Three Concordia student teams prepare to meet the World’s Challenge Challenge
Reusable shipping containers for online deliveries. Interactive 3D-models for teaching. Autonomous robots to clean ocean surfaces. These are the concepts that three student teams are busy working on as they vie to represent Concordia at the World’s Challenge Challenge (WCC) hosted by Western University in London, Ontario, next June.
The annual competition, which gathers more than 30 university student teams, aims to engage students in thinking about and finding tangible solutions to the United Nations’ Sustainable Development Goals (SDGs). This is the first year Concordia is competing.
“Participating in the World’s Challenge Challenge could help get Concordia more involved in International Development and contribute to the advancement of the SGDs, either locally or globally,” says Joaquin Navas, Officer of International Projects for Concordia International, who initiated the effort. Concordia International represents the university in its global partnerships with more than 180 higher education institutions.
To qualify for the WCC at Concordia, students had to ensure that their projects were aligned with a Concordia course and have at least one team member enrolled in the course. The project had to be clearly linked to one SDG or more and stipulate a measurable outcome. Teams also had to find potential mentors for the project.
Distinct projects
Students from the three teams come from Concordia’s Gina Cody School of Engineering and Computer Science and Faculty of Arts and Science. Their projects are innovative — and ambitious. They will cover a range of the Global Goals, including SDG 4 – Quality Education, SDG 6 – Clean Water and Sanitation, and SDG 12 – Responsible Consumption and Production.
The aim of the first group, called Team Alleyoop, is to create durable, reusable shipping boxes and envelopes to replace single-use packages for ecommerce, employing recycled materials such as textiles and plastics destined for landfill.
The team is made up of mechanical engineering student Amy Tran, Vanessa Pereira from cell and molecular biology, Anjali Bhardwaj from software engineering and Meilani Sinnathamby from aerospace engineering.
“We’re trying to develop a prototype that shows that our idea is possible,” Pereira says. “We’re trying to show that it is a great alternative to what we have now, it’s not super-hard and it’s affordable, among other things.”
Tran adds that the team will take advantage of funding available for Concordia students, such as the Sustainability Action Fund or the FundOne crowdfunding platform.
Team Epista is working on a virtual-presentation tool for teachers and instructors, using 3D models. Among its other features, the tool will allow teachers to combine multiple models, create slideshows to teach a concept step by step and let students control the models.
The team is comprised of software engineering students Yasaman Sabbagh Ziarani, Sean Mackenzie, Justin Loh, Ruochen Jia and Tashfia Naharin Proma.
Sabbagh Ziarani explains that the proposed 3D model’s aim is to help teachers offer students a more dynamic virtual learning experience. “They will open doors for teachers to have more interactive lessons and experiments, with the potential to expand on the models,” she says.
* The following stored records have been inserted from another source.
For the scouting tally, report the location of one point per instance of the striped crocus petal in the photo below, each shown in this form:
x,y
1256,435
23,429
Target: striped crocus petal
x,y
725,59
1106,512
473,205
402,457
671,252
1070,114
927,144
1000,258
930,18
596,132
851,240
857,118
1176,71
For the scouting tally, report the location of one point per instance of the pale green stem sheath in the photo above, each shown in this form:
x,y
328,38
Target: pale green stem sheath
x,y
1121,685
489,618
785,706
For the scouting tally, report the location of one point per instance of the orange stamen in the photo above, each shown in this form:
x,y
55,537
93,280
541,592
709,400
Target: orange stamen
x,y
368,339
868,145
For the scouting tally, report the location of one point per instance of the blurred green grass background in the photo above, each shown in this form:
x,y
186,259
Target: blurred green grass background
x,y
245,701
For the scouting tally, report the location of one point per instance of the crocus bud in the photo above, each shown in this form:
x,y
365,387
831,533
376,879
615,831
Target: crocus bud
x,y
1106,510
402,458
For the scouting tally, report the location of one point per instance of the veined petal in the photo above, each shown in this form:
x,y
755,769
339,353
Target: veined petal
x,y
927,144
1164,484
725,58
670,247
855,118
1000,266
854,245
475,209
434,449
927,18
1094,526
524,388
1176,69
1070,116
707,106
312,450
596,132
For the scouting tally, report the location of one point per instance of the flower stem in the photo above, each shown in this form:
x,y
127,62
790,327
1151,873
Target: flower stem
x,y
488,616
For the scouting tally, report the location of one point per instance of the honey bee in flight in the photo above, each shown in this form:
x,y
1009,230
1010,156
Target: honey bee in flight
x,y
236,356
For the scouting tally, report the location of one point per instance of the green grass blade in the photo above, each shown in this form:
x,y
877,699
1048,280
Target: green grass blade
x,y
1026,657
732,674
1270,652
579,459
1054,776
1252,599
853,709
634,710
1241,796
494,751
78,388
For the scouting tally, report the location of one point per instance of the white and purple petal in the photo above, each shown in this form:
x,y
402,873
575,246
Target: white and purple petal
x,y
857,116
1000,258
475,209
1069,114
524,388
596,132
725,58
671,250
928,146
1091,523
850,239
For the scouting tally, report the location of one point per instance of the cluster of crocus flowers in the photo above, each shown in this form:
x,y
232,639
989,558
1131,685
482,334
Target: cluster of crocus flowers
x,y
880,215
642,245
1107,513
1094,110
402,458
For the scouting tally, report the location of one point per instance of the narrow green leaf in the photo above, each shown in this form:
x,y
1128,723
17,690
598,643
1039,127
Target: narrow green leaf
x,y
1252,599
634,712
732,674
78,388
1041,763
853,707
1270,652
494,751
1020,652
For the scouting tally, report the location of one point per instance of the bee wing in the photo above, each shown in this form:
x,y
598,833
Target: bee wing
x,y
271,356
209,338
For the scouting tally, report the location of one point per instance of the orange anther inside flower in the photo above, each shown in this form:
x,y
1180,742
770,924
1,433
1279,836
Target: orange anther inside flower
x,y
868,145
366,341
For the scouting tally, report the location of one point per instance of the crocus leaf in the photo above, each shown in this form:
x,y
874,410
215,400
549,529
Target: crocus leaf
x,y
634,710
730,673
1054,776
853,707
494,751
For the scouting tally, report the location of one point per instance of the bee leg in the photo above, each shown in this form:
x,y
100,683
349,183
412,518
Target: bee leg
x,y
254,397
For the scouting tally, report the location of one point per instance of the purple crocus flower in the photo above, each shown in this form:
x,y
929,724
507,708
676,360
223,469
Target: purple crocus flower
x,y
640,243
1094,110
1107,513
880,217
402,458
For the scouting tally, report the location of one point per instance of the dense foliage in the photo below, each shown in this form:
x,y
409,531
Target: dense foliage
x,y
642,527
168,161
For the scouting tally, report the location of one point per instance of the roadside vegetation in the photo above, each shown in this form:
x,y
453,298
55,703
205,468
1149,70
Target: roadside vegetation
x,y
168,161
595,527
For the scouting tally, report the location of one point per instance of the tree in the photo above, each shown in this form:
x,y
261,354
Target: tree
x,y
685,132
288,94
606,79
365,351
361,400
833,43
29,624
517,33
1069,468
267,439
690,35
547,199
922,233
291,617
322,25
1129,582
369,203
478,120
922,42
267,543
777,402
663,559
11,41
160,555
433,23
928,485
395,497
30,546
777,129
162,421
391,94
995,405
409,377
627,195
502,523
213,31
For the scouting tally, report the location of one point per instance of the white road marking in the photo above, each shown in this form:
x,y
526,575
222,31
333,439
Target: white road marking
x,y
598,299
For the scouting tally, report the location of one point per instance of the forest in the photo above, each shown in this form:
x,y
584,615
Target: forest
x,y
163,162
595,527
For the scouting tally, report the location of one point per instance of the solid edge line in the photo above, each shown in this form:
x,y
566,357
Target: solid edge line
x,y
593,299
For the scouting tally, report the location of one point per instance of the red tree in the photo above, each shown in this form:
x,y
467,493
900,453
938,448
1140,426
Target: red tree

Furthermore, these projects offer all the students the chance to create something real. “We want to have an application and end product that works,” Sabbagh Ziarani notes.
“It’s like a puzzle,” Jia adds. “The product we’re doing is 99 per cent new for us, so we have to create and build it and learn all the new stuff in time. So definitely it’s hard, but it will also be a fun journey to just see how it works.”
Team OWR members Joo Yeon Lee from software engineering, Cristian Issac Garcia and Maria Fernanda Mayorga from electrical engineering and Camila Mayorga and Hadrien Muller from mechanical engineering are looking to fabricate a robot that autonomously travels aquatic surfaces collecting waste and classifying it as plastic or metal.
Concordia’s WCC organizers will appoint a panel of judges that will choose the winning team based on the quality of the solution or idea, how it supports the SDGs and its measurable anticipated impact, among other criteria. Western University recently announced that this year’s WCC will be held virtually.
“I think the World’s Challenge Challenge will give the students the opportunity to engage in discussion and debate about world issues and be able to gain perspectives from other universities around the world,” says Amy Nguyen, coordinator of the Sustainability Ecosystem at the John Molson School of Business.
“The challenge enables the students to think creatively, and critically, about how to work towards the Sustainable Development Goals. I am so excited to see what the teams are able to accomplish regardless of how they place, because all their solutions tackle important issues that affect us all.”